Let f(t) = 1/t for t>0. For what value of t is f ' (t) equal to the average rate of change of f on [a,b]?
To find the value of t where f'(t) is equal to the average rate of change of f on the interval [a, b], we need to first find the average rate of change of f on [a, b] and then find the value of t that satisfies this condition.
The average rate of change of f on [a, b] is given by the formula:
Average Rate of Change = (f(b) - f(a))/(b - a)
In this case, we are given f(t) = 1/t for t > 0. Therefore, f(b) = 1/b and f(a) = 1/a. Substituting these values into the formula, we get:
Average Rate of Change = (1/b - 1/a)/(b - a) = (a - b)/(ab(b - a))

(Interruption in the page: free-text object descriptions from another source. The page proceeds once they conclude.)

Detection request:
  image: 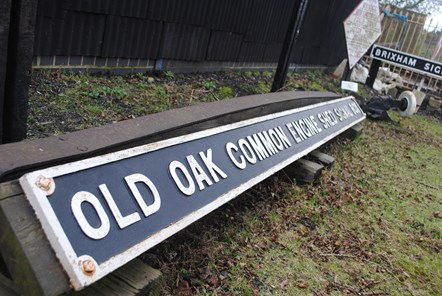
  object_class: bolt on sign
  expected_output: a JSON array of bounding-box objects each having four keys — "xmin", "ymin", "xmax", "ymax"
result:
[
  {"xmin": 20, "ymin": 97, "xmax": 365, "ymax": 290},
  {"xmin": 371, "ymin": 44, "xmax": 442, "ymax": 79},
  {"xmin": 344, "ymin": 0, "xmax": 382, "ymax": 69}
]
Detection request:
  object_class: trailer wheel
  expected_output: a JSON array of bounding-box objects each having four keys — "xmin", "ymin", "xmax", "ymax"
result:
[{"xmin": 398, "ymin": 91, "xmax": 416, "ymax": 117}]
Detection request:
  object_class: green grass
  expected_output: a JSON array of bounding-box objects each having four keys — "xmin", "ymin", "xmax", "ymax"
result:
[
  {"xmin": 27, "ymin": 69, "xmax": 441, "ymax": 295},
  {"xmin": 143, "ymin": 114, "xmax": 441, "ymax": 295},
  {"xmin": 28, "ymin": 69, "xmax": 343, "ymax": 138}
]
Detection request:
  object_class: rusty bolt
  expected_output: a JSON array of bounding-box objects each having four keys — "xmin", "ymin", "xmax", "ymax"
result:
[
  {"xmin": 35, "ymin": 175, "xmax": 55, "ymax": 195},
  {"xmin": 81, "ymin": 259, "xmax": 96, "ymax": 276}
]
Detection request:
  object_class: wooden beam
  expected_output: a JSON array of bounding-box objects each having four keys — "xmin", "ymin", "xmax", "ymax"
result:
[
  {"xmin": 308, "ymin": 150, "xmax": 335, "ymax": 167},
  {"xmin": 0, "ymin": 181, "xmax": 71, "ymax": 296},
  {"xmin": 76, "ymin": 259, "xmax": 162, "ymax": 296},
  {"xmin": 342, "ymin": 123, "xmax": 364, "ymax": 140},
  {"xmin": 0, "ymin": 272, "xmax": 19, "ymax": 296},
  {"xmin": 283, "ymin": 158, "xmax": 324, "ymax": 184}
]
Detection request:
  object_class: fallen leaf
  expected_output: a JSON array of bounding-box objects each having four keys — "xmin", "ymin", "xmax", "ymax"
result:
[
  {"xmin": 177, "ymin": 280, "xmax": 191, "ymax": 296},
  {"xmin": 207, "ymin": 275, "xmax": 219, "ymax": 286},
  {"xmin": 297, "ymin": 283, "xmax": 309, "ymax": 289}
]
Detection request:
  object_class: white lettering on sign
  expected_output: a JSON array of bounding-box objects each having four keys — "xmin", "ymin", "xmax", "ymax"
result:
[
  {"xmin": 285, "ymin": 115, "xmax": 322, "ymax": 143},
  {"xmin": 71, "ymin": 191, "xmax": 111, "ymax": 240},
  {"xmin": 226, "ymin": 126, "xmax": 292, "ymax": 170},
  {"xmin": 199, "ymin": 149, "xmax": 228, "ymax": 183},
  {"xmin": 70, "ymin": 101, "xmax": 363, "ymax": 240},
  {"xmin": 187, "ymin": 154, "xmax": 214, "ymax": 191},
  {"xmin": 349, "ymin": 102, "xmax": 362, "ymax": 115},
  {"xmin": 125, "ymin": 174, "xmax": 161, "ymax": 217},
  {"xmin": 71, "ymin": 174, "xmax": 161, "ymax": 239},
  {"xmin": 225, "ymin": 138, "xmax": 259, "ymax": 170},
  {"xmin": 424, "ymin": 63, "xmax": 442, "ymax": 75},
  {"xmin": 239, "ymin": 139, "xmax": 258, "ymax": 164},
  {"xmin": 373, "ymin": 48, "xmax": 418, "ymax": 67},
  {"xmin": 99, "ymin": 183, "xmax": 141, "ymax": 229},
  {"xmin": 226, "ymin": 142, "xmax": 246, "ymax": 169},
  {"xmin": 334, "ymin": 105, "xmax": 354, "ymax": 122},
  {"xmin": 169, "ymin": 149, "xmax": 228, "ymax": 195},
  {"xmin": 317, "ymin": 110, "xmax": 338, "ymax": 129},
  {"xmin": 169, "ymin": 160, "xmax": 196, "ymax": 196}
]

Now we need to find the value of t for which f'(t) is equal to this average rate of change. To do this, we differentiate f(t) = 1/t with respect to t:
f'(t) = d/dt (1/t) = -1/t^2
Setting f'(t) equal to the average rate of change, we have:
-1/t^2 = (a - b)/(ab(b - a))
To solve this equation for t, we can rearrange it as follows:
t^2 = -ab(b - a)/(a - b)
Since we are looking for a value of t where f'(t) equals the average rate of change, we can ignore the negative sign and solve for t:
t = sqrt(ab(b - a)/(a - b))
Therefore, the value of t at which f'(t) is equal to the average rate of change of f on [a, b] is t = sqrt(ab(b - a)/(a - b)).